2. Collect baseline data: Gather data on the current state of maternal health access in the target population, including indicators such as the percentage of women receiving postnatal care within a specified time frame, distance to healthcare facilities, and availability of healthcare resources.

3. Develop a simulation model: Create a mathematical or computational model that simulates the impact of the recommended innovations on improving access to maternal health. This model should consider factors such as the reach and effectiveness of the innovation, population demographics, and existing healthcare infrastructure.

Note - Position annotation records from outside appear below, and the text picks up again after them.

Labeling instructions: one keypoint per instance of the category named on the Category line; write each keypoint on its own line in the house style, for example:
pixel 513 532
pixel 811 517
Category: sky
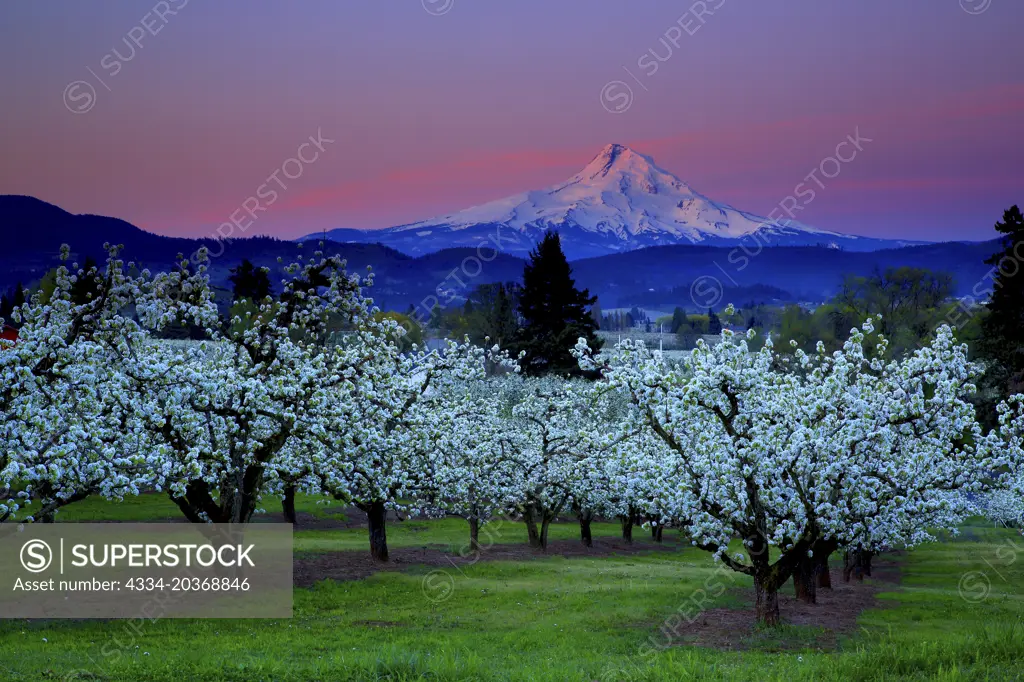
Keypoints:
pixel 368 114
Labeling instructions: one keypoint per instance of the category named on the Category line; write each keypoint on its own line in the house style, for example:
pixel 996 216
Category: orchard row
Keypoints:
pixel 771 461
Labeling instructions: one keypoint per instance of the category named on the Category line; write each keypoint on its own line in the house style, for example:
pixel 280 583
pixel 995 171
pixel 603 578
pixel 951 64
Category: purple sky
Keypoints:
pixel 440 104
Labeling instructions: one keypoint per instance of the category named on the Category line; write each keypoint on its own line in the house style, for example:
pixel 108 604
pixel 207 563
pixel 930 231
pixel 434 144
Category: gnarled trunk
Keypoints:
pixel 288 504
pixel 823 574
pixel 474 534
pixel 529 517
pixel 627 522
pixel 585 535
pixel 766 604
pixel 854 564
pixel 805 582
pixel 377 517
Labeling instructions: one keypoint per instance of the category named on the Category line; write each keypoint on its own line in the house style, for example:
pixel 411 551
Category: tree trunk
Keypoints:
pixel 853 564
pixel 531 531
pixel 474 534
pixel 377 516
pixel 585 536
pixel 823 576
pixel 545 524
pixel 766 604
pixel 288 504
pixel 804 580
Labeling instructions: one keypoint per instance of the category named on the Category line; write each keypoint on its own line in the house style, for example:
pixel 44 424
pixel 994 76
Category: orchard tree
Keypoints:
pixel 227 411
pixel 372 439
pixel 249 282
pixel 473 472
pixel 70 426
pixel 792 459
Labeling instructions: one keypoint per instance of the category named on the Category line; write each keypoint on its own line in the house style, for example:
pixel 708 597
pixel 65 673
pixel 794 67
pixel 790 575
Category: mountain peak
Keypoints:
pixel 616 157
pixel 621 200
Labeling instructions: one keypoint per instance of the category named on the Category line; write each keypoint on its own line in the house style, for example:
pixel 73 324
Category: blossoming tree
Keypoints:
pixel 799 459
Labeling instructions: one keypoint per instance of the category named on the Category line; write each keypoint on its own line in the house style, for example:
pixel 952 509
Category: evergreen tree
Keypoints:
pixel 20 296
pixel 436 318
pixel 250 282
pixel 678 320
pixel 1003 328
pixel 8 303
pixel 554 311
pixel 714 324
pixel 88 284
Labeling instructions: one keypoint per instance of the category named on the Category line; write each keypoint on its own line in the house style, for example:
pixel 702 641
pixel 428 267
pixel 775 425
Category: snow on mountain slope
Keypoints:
pixel 621 201
pixel 621 193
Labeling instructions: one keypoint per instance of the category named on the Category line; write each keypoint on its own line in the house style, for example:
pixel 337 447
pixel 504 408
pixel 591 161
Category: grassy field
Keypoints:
pixel 955 614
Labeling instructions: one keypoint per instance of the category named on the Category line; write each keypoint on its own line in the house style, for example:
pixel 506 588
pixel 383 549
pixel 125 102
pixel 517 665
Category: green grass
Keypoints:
pixel 554 620
pixel 157 507
pixel 449 534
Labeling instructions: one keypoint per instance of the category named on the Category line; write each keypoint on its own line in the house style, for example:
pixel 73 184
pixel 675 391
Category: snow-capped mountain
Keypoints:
pixel 621 201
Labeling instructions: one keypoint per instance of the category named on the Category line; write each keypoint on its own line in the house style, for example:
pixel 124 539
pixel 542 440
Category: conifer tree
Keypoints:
pixel 555 313
pixel 1003 328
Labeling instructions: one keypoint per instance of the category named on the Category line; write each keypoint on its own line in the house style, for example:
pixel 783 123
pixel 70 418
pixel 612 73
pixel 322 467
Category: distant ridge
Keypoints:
pixel 621 201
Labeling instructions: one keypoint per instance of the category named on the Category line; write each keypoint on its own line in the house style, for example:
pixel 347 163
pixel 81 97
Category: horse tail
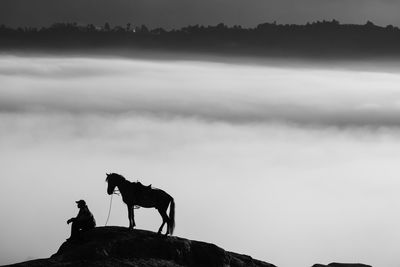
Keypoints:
pixel 171 224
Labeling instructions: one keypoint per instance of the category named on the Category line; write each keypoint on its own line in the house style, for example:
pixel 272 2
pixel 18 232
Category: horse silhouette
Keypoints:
pixel 136 194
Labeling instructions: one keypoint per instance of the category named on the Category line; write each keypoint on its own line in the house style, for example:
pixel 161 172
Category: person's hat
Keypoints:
pixel 81 202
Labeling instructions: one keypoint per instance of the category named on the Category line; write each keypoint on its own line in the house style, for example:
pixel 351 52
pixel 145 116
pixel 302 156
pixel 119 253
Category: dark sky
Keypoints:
pixel 177 13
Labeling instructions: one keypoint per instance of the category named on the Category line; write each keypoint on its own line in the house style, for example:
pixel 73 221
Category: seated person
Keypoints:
pixel 83 222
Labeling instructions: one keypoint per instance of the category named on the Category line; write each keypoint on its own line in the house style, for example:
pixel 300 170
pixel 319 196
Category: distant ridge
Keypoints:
pixel 317 39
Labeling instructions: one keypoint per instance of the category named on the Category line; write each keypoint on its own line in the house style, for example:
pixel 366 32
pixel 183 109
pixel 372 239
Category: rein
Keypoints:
pixel 116 192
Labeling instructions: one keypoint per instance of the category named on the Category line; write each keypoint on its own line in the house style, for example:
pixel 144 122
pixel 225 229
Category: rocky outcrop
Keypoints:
pixel 118 246
pixel 335 264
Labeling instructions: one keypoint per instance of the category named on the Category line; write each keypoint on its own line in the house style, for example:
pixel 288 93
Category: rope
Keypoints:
pixel 109 210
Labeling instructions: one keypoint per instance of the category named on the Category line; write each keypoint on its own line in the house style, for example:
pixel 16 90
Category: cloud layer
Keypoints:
pixel 207 91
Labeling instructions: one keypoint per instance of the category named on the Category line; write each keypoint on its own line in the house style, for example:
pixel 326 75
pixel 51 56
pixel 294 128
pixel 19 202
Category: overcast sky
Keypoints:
pixel 177 13
pixel 262 159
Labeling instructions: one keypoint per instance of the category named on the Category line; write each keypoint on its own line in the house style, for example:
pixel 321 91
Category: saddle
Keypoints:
pixel 145 187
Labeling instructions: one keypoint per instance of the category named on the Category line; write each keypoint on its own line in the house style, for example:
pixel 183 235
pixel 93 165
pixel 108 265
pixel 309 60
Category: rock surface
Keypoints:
pixel 335 264
pixel 118 246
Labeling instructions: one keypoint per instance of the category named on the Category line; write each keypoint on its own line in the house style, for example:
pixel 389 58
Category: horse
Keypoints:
pixel 136 194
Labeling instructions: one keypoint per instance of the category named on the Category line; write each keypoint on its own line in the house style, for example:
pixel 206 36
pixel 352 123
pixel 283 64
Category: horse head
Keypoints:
pixel 112 183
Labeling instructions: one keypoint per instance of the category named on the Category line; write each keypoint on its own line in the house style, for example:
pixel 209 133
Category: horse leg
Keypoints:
pixel 131 217
pixel 165 220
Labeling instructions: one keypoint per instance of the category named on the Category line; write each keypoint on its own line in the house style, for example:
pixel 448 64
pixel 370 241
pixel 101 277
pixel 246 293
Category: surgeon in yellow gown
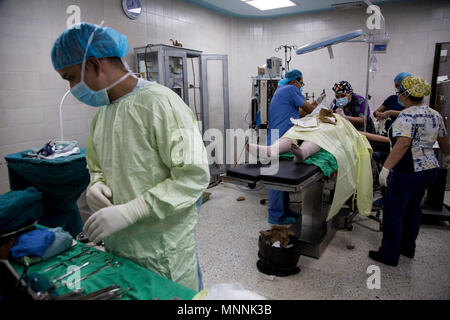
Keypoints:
pixel 145 155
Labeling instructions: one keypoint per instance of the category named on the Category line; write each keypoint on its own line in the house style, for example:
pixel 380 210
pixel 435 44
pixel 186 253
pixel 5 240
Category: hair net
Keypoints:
pixel 401 76
pixel 342 87
pixel 416 87
pixel 289 76
pixel 70 46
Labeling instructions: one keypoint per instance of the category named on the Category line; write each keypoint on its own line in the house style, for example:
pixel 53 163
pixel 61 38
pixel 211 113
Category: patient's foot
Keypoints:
pixel 299 156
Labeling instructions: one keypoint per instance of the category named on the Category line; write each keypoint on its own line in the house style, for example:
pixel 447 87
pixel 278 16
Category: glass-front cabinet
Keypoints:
pixel 173 67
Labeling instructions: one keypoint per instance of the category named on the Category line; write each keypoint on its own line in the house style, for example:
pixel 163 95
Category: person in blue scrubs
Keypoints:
pixel 286 103
pixel 391 107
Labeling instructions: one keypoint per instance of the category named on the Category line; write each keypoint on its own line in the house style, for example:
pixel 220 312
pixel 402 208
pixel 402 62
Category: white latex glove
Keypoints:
pixel 97 196
pixel 321 97
pixel 382 179
pixel 446 161
pixel 340 112
pixel 111 219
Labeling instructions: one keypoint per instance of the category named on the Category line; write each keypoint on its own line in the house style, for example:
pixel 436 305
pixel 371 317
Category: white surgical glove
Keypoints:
pixel 97 196
pixel 340 112
pixel 321 97
pixel 382 179
pixel 111 219
pixel 447 161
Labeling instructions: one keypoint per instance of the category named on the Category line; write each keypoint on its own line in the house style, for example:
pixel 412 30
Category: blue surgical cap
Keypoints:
pixel 70 46
pixel 401 76
pixel 289 76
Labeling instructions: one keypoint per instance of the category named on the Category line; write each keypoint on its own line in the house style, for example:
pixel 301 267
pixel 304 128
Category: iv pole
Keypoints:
pixel 286 61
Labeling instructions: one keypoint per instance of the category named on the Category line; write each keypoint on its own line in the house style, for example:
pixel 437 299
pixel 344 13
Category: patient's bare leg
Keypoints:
pixel 303 152
pixel 270 152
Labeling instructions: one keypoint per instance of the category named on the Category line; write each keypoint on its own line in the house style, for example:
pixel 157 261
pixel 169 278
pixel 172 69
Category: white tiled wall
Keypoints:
pixel 30 90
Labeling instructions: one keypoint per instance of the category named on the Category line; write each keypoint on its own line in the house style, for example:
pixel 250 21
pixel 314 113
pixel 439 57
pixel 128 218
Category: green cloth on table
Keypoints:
pixel 323 159
pixel 145 284
pixel 61 182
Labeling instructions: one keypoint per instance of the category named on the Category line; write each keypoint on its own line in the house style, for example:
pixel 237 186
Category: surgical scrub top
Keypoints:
pixel 391 103
pixel 423 126
pixel 285 104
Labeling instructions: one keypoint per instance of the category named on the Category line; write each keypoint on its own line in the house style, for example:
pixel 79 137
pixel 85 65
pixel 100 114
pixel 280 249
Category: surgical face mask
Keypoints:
pixel 84 94
pixel 342 102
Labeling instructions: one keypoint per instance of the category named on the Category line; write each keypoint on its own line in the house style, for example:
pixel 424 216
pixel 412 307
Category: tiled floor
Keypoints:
pixel 227 236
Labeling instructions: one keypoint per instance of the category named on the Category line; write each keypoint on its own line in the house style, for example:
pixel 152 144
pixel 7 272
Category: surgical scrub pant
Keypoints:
pixel 402 213
pixel 279 205
pixel 199 270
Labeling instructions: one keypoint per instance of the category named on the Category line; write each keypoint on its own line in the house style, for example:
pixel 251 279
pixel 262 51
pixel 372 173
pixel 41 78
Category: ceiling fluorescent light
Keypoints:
pixel 348 5
pixel 270 4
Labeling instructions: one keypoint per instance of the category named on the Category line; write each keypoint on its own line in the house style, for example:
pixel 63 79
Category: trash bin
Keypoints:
pixel 278 261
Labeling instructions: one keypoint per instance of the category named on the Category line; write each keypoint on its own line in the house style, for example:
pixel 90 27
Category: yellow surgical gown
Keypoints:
pixel 148 144
pixel 353 154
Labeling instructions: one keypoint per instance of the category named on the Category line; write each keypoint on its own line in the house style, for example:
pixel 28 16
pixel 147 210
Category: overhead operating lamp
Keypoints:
pixel 377 43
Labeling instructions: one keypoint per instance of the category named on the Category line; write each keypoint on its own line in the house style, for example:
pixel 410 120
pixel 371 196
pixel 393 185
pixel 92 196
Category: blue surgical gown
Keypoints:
pixel 285 104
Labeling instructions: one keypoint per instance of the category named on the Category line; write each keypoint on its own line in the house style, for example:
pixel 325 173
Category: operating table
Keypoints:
pixel 312 229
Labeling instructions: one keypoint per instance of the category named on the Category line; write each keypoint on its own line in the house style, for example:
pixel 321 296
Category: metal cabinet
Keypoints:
pixel 168 65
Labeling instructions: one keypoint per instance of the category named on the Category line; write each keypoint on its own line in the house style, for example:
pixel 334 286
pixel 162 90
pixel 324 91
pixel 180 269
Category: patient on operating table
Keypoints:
pixel 301 153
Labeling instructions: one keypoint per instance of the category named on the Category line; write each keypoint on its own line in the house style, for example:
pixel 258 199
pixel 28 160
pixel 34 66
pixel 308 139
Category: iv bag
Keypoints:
pixel 373 65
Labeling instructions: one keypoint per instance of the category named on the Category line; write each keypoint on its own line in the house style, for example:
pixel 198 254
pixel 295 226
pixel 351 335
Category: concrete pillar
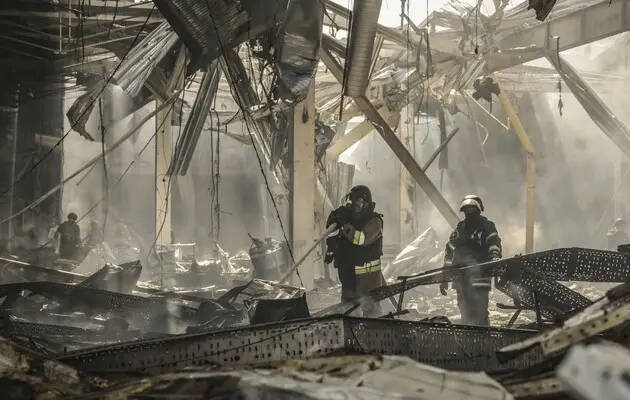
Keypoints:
pixel 302 188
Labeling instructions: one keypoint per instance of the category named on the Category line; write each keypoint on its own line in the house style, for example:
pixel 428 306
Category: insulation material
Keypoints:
pixel 143 58
pixel 298 43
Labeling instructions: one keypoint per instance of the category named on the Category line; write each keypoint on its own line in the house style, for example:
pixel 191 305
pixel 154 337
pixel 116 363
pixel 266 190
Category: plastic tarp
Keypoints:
pixel 420 255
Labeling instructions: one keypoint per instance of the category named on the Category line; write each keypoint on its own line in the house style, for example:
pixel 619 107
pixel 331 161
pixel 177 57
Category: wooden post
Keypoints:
pixel 302 190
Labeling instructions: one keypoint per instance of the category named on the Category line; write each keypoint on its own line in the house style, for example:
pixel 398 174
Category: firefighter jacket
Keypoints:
pixel 616 237
pixel 360 244
pixel 475 240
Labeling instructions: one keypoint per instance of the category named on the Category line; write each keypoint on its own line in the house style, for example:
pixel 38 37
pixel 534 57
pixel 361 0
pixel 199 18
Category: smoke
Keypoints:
pixel 578 167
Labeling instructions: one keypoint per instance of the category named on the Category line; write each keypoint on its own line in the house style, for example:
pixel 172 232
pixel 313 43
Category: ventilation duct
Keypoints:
pixel 298 43
pixel 79 112
pixel 362 35
pixel 143 58
pixel 206 27
pixel 201 107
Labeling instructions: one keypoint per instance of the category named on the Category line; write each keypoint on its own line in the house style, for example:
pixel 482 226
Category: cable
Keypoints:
pixel 85 111
pixel 102 126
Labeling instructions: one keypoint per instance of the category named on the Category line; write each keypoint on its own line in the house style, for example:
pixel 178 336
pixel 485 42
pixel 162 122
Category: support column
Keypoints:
pixel 163 155
pixel 530 175
pixel 9 106
pixel 406 191
pixel 302 190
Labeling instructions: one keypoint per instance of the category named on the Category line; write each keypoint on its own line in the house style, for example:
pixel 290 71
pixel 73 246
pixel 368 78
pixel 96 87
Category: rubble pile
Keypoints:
pixel 113 335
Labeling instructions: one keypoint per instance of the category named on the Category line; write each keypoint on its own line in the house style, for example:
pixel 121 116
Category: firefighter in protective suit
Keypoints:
pixel 475 240
pixel 356 248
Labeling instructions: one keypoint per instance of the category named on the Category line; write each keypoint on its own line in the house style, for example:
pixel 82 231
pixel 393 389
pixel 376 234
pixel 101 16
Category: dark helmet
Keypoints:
pixel 471 200
pixel 360 200
pixel 360 192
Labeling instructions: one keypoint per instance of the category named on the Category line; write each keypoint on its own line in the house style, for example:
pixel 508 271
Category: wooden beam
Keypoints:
pixel 302 189
pixel 406 214
pixel 383 128
pixel 530 175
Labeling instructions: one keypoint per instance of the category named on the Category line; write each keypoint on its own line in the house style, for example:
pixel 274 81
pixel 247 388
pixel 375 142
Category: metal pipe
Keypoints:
pixel 530 175
pixel 361 47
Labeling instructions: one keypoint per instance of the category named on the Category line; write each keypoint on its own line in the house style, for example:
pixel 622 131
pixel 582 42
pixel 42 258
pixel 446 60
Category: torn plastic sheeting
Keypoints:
pixel 298 43
pixel 142 59
pixel 412 259
pixel 599 112
pixel 258 289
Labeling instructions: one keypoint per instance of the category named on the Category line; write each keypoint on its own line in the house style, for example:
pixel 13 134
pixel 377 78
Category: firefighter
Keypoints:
pixel 69 235
pixel 475 240
pixel 617 234
pixel 356 248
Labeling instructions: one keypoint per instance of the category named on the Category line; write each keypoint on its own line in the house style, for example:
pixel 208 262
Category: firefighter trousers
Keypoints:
pixel 473 305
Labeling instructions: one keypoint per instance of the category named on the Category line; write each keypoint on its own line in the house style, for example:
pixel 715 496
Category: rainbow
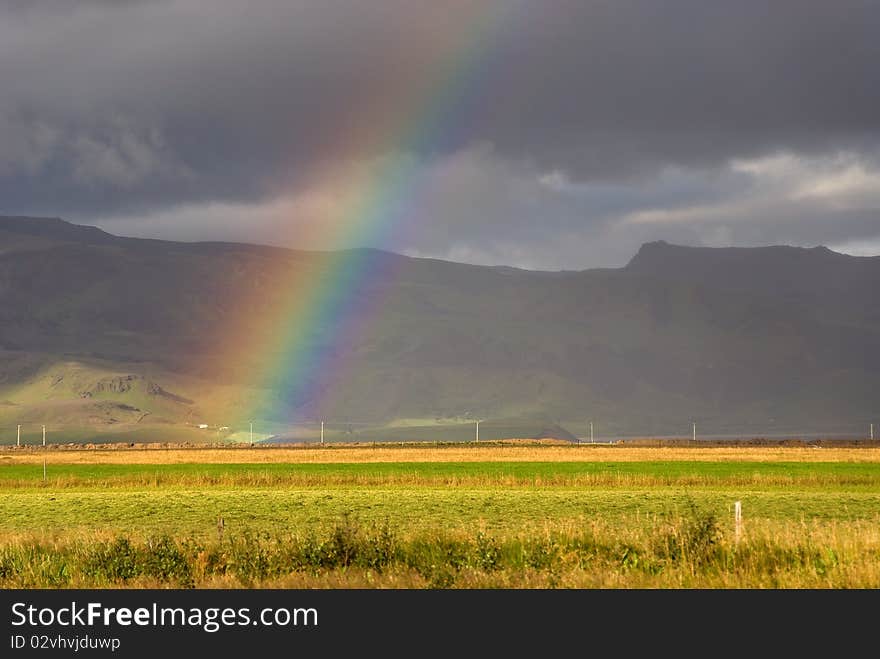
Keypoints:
pixel 373 208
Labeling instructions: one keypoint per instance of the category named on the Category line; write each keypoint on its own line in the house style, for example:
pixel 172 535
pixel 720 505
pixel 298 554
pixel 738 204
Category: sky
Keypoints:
pixel 542 134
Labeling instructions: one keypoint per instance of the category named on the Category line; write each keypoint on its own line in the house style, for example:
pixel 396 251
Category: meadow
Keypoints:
pixel 440 516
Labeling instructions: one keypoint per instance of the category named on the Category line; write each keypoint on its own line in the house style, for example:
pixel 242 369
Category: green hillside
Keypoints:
pixel 102 335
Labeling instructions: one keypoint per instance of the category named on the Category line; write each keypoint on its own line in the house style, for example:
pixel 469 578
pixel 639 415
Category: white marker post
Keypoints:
pixel 737 519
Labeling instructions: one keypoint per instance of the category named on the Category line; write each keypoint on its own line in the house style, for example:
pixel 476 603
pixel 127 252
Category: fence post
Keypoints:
pixel 737 518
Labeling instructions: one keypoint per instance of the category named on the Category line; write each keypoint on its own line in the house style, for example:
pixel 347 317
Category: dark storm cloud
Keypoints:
pixel 131 109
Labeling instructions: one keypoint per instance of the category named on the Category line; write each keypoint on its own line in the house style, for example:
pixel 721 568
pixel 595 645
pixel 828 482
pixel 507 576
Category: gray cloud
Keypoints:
pixel 544 134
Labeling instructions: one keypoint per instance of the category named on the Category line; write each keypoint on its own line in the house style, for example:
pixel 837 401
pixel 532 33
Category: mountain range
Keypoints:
pixel 108 336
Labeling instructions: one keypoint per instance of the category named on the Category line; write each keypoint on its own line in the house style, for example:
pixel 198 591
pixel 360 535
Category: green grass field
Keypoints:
pixel 525 522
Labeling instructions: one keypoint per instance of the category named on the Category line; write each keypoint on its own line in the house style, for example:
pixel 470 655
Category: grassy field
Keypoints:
pixel 464 516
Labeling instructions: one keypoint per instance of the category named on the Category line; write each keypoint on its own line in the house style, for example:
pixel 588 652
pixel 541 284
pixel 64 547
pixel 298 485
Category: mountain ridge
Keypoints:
pixel 752 338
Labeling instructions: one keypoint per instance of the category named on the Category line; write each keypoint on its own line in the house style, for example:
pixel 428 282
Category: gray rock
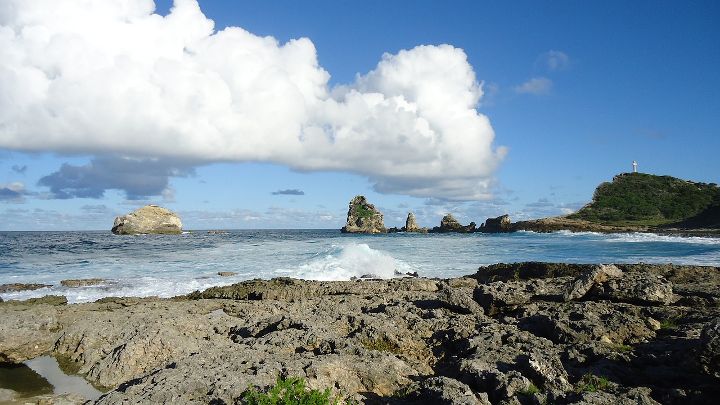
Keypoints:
pixel 15 287
pixel 649 289
pixel 710 348
pixel 583 284
pixel 445 390
pixel 500 296
pixel 448 223
pixel 84 282
pixel 149 219
pixel 363 217
pixel 372 339
pixel 412 226
pixel 460 300
pixel 497 225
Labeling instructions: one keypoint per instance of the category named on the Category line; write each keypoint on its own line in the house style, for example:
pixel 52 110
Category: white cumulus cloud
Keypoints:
pixel 536 86
pixel 113 77
pixel 555 60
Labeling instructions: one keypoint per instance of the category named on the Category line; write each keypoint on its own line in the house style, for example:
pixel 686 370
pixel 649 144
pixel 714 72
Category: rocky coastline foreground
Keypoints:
pixel 525 333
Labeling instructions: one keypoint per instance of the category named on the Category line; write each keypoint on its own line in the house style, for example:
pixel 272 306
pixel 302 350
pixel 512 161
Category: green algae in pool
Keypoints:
pixel 42 376
pixel 23 380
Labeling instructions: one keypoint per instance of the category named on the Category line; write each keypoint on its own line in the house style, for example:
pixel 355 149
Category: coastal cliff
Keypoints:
pixel 523 333
pixel 638 202
pixel 150 219
pixel 363 217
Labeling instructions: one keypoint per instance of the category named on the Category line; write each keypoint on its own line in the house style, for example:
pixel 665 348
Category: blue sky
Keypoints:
pixel 574 90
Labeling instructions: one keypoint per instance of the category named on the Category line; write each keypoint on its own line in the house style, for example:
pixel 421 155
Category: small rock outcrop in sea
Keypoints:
pixel 497 225
pixel 412 226
pixel 448 223
pixel 363 217
pixel 83 282
pixel 15 287
pixel 150 219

4. Input data and parameters: Input the collected baseline data and relevant parameters into the simulation model. This includes information on the implementation of the innovations, such as the number of mobile health apps distributed, the coverage of telemedicine services, or the number of community health workers deployed.

5. Run simulations: Run the simulation model multiple times, varying the input parameters to assess different scenarios and potential outcomes. This allows for the evaluation of the impact of the innovations on improving access to maternal health under different conditions.

6. Analyze results: Analyze the simulation results to determine the potential impact of the recommended innovations on improving access to maternal health. This can include metrics such as the percentage increase in early initiation of postnatal care, reduction in maternal and infant mortality rates, and improvements in healthcare utilization.

7. Validate and refine the model: Validate the simulation model by comparing the predicted outcomes with real-world data, if available. Refine the model based on feedback and additional data to improve its accuracy and reliability.

8. Communicate findings: Present the findings of the simulation study to stakeholders, policymakers, and healthcare providers. Highlight the potential benefits and challenges of implementing the recommended innovations and provide evidence-based recommendations for improving access to maternal health.

It is important to note that the methodology described above is a general framework and can be adapted and customized based on the specific context and resources available for the simulation study.